- Born: Samuel Frederick Coffman June 11, 1872 Ruskville, Virginia, USA
- Died: June 28, 1954 (aged 82) Vineland, Ontario, Canada
- Education: Moody Bible Institute, Chicago, 1894-95, 1897-98
- Occupation(s): Mennonite minister, bishop, churchman, 1895-54; pastor, Moyer Mennonite Church, Vineland, 1901-54; teacher and principal, Ontario Mennonite Bible School, 1907-47

= Samuel Coffman =

Canadian minister

Samuel Frederick Coffman (11 June 1872 - 28 June 1954) was a Canadian minister, writer and pacifist.

In 1918 he helped organize the Non-Resistant Relief Organization (NRRO), involving all Amish, Mennonite, and Brethren-in-Christ groups then in Ontario. Coffman represented these peace groups in lobbying the Canadian government for exemption from military service during World War I. "He received a sympathetic hearing from many public officials largely because of his own judicious attitude and the general trust he put in the government." Coffman assisted in obtaining releases for imprisoned Amish and Brethren in Christ members, and as a more permanent solution he later arranged that conscientious objectors be given indefinite leaves of absence from active duty.

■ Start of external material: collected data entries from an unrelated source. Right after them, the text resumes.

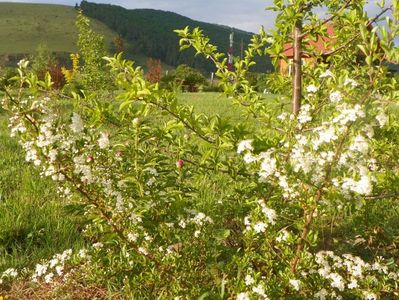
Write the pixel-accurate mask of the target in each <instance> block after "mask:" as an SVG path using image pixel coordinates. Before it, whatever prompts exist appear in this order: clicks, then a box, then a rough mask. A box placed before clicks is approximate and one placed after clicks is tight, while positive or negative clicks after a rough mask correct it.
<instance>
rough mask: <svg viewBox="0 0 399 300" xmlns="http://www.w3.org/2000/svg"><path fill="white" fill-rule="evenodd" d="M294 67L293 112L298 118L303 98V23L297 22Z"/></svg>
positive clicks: (293, 70) (295, 115)
mask: <svg viewBox="0 0 399 300" xmlns="http://www.w3.org/2000/svg"><path fill="white" fill-rule="evenodd" d="M292 67H293V77H292V86H293V92H292V112H293V114H294V115H295V116H297V115H298V113H299V110H300V109H301V98H302V21H297V22H296V23H295V26H294V61H293V66H292Z"/></svg>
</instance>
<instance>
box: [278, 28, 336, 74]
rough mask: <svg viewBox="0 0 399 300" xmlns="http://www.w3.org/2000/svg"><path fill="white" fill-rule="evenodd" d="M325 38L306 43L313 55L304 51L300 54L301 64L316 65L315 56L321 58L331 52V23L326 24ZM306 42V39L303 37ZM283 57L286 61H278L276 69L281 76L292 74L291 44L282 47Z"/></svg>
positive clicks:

In the 1930s, Coffman helped to create the Conference of Historic Peace Churches. Out of his peace conviction grew the belief that the peace churches should assist in the relief of wounds caused by war:

"Throughout the years 1918-50, Coffman organized, through NRRO, the distribution of relief funds and materials to aid the victims of war. For him, relief work was the social dimension to the peace doctrine of nonresistance. Coffman interpreted the peace position to include not only resistance to war, but also a commitment to acts of love."